Es gibt eine Reihe von Problemen mit der Kirsch-Studie, von denen viele in Dr. Grohols jüngstem Blog (26.02.08) auf dieser Website ausführlich diskutiert werden. Zum einen geht es in der gesamten Kirsch-Studie darum, ob eine 2-Punkte-Verbesserung einer einzelnen Depressionsbewertungsskala (Hamilton Rating Scale for Depression oder HAM-D) eine „klinisch signifikante“ (nicht nur statistisch signifikante) Änderung darstellt. Das ist natürlich eine Frage des Urteils. Zweitens befasste sich die Kirsch-Studie nur mit Antidepressivum-Studien in der FDA-Datenbank, die vor 1999 durchgeführt wurden.
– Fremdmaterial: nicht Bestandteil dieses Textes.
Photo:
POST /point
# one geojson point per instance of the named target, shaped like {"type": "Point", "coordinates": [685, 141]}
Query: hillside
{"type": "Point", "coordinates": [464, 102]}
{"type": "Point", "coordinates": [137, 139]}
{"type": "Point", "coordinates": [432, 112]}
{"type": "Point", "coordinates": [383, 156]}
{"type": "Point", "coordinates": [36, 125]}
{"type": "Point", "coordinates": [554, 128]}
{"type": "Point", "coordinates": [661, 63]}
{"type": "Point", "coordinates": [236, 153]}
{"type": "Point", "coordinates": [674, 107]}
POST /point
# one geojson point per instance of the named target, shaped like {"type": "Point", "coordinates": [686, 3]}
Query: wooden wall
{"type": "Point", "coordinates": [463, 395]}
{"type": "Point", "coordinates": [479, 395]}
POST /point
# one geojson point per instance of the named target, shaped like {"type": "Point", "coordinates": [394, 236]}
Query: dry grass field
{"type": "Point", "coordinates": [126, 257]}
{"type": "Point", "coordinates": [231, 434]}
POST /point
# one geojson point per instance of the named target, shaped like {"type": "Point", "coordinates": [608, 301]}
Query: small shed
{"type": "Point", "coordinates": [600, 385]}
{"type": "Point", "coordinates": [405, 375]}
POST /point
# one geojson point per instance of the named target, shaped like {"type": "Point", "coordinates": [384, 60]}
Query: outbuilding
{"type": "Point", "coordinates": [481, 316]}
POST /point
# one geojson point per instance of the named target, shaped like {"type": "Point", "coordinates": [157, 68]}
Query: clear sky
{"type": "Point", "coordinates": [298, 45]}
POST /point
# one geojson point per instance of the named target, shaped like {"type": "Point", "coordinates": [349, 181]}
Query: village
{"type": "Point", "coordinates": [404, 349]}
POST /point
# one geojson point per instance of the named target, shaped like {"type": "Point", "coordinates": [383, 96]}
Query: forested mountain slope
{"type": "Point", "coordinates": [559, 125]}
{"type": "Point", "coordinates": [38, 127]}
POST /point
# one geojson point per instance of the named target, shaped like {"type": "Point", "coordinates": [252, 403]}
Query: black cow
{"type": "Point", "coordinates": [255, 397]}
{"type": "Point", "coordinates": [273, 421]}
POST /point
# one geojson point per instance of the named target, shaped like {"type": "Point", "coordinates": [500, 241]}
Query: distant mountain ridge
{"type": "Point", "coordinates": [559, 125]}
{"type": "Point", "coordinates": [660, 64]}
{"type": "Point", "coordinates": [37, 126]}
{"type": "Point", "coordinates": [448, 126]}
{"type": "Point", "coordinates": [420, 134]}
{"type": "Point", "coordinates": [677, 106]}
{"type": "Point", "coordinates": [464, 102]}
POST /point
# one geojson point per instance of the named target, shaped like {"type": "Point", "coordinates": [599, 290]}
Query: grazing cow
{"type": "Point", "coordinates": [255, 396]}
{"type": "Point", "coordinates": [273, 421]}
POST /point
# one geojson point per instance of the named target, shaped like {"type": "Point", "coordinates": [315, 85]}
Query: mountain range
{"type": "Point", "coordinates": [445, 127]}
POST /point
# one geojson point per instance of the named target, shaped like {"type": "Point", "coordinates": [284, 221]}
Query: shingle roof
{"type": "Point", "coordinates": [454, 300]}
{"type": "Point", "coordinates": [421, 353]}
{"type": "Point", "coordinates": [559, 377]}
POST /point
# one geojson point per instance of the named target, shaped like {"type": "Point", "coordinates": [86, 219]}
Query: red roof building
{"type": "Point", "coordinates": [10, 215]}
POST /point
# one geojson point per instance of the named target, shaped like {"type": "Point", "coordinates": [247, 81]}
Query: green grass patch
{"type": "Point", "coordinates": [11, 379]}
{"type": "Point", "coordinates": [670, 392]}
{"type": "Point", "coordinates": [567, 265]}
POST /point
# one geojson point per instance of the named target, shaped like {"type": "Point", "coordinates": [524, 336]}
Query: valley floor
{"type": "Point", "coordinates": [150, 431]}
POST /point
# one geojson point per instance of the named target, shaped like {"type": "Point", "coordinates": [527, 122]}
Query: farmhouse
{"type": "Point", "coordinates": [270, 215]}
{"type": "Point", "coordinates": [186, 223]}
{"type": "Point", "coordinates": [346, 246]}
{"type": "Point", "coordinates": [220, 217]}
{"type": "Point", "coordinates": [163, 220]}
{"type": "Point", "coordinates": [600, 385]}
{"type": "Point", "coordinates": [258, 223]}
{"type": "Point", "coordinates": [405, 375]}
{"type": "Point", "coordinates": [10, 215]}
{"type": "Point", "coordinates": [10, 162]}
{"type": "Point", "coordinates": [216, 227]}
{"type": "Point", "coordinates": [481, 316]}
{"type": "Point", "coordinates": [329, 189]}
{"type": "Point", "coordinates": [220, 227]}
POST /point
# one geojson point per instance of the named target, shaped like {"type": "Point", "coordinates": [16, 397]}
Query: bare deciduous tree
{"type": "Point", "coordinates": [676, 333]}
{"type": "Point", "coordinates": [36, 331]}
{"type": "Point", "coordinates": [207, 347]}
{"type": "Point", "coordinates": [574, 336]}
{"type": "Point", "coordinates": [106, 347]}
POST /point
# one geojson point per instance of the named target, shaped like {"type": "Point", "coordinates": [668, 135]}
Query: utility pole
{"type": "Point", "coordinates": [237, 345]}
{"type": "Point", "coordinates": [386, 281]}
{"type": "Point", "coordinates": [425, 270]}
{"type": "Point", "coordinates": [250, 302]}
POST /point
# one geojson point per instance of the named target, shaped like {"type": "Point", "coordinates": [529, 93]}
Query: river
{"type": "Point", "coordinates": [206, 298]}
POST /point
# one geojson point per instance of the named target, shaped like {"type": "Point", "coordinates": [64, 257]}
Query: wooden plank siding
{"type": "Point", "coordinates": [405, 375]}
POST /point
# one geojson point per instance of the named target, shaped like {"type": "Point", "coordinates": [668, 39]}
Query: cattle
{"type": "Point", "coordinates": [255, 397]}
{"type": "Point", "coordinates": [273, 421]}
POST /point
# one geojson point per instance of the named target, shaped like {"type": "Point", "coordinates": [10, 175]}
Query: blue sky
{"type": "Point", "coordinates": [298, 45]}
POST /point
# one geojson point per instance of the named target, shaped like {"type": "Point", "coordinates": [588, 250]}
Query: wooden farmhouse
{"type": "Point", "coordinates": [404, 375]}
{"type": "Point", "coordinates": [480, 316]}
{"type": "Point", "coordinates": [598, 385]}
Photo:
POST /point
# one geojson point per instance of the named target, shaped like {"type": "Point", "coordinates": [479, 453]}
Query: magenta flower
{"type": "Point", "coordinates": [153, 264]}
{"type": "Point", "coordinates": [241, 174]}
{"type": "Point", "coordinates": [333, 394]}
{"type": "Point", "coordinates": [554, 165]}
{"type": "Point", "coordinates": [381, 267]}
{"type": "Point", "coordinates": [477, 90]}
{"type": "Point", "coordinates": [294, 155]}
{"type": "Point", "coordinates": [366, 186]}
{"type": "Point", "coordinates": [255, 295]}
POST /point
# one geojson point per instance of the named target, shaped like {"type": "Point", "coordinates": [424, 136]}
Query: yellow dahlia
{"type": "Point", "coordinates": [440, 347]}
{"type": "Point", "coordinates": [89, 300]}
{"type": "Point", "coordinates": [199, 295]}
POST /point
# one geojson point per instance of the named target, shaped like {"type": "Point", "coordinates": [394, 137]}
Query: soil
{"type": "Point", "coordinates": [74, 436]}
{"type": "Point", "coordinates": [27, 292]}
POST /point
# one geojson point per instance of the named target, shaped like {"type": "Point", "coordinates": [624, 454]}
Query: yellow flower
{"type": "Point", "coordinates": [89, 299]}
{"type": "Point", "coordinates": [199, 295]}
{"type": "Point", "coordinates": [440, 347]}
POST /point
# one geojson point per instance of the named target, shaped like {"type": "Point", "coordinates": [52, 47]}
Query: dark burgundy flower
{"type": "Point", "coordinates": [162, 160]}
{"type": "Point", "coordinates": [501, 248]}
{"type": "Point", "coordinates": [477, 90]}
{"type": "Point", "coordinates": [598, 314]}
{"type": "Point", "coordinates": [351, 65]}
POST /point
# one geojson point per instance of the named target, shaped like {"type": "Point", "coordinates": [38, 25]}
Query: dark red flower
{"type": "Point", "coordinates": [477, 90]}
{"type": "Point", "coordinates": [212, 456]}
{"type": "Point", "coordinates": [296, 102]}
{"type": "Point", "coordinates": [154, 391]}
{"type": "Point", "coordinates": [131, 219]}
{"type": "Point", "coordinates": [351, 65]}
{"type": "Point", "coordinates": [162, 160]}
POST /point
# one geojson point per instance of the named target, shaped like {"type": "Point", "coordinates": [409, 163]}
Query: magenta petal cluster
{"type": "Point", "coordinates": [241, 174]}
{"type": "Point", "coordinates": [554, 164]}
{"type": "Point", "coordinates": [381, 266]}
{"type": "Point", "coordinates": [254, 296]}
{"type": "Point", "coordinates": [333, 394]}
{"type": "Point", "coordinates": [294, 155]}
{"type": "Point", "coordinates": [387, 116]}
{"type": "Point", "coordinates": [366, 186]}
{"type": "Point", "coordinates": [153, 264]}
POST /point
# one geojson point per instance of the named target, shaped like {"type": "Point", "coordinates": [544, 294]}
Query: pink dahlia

Eine Analyse neuerer Studien könnte zu unterschiedlichen Ergebnissen geführt haben. Drittens kann die Art der „Zahlenkalkulation“, die in jeder Metaanalyse (im Grunde genommen eine Studie von Studien) stattfindet, nicht nur individuelle Unterschiede, sondern auch Untergruppenunterschiede verschleiern. Das heißt, ein bestimmter Patient mit bestimmten depressiven Symptomen - oder eine Untergruppe mit bestimmten Merkmalen - kann mit einem Antidepressivum recht gut abschneiden, aber die Ergebnisse sind in der insgesamt mittelmäßigen Erfolgsrate der gesamten Studie „untergetaucht“.

Es gibt viele andere Gründe, warum Studien zu Antidepressiva in den letzten Jahrzehnten möglicherweise weniger als spektakuläre Ergebnisse liefern, und der interessierte Leser kann Details in einem Leitartikel von Kobak und Kollegen im Journal of Clinical Psychopharmacology vom Februar 2007 finden. Diese Autoren weisen unter anderem darauf hin, dass die Ergebnisse der Studie verzerrt sein können, wenn die Interviews mit HAM-D-Depressionswerten nicht geschickt durchgeführt werden. Kobak und Kollegen wiesen auf mehrere Fälle hin, in denen eine schlechte Befragungstechnik zu Ergebnissen führte, die nur einen geringen Unterschied zwischen Antidepressivum und Placebo zeigten. Umgekehrt führte eine gute Befragungstechnik zu einer robusteren Verbesserungsrate („Effektgröße“) des Antidepressivums. Es ist nicht klar, wie viele solcher „Junk-Interview“ -Studien in die Metaanalyse von Kirsch et al. Aufgenommen wurden.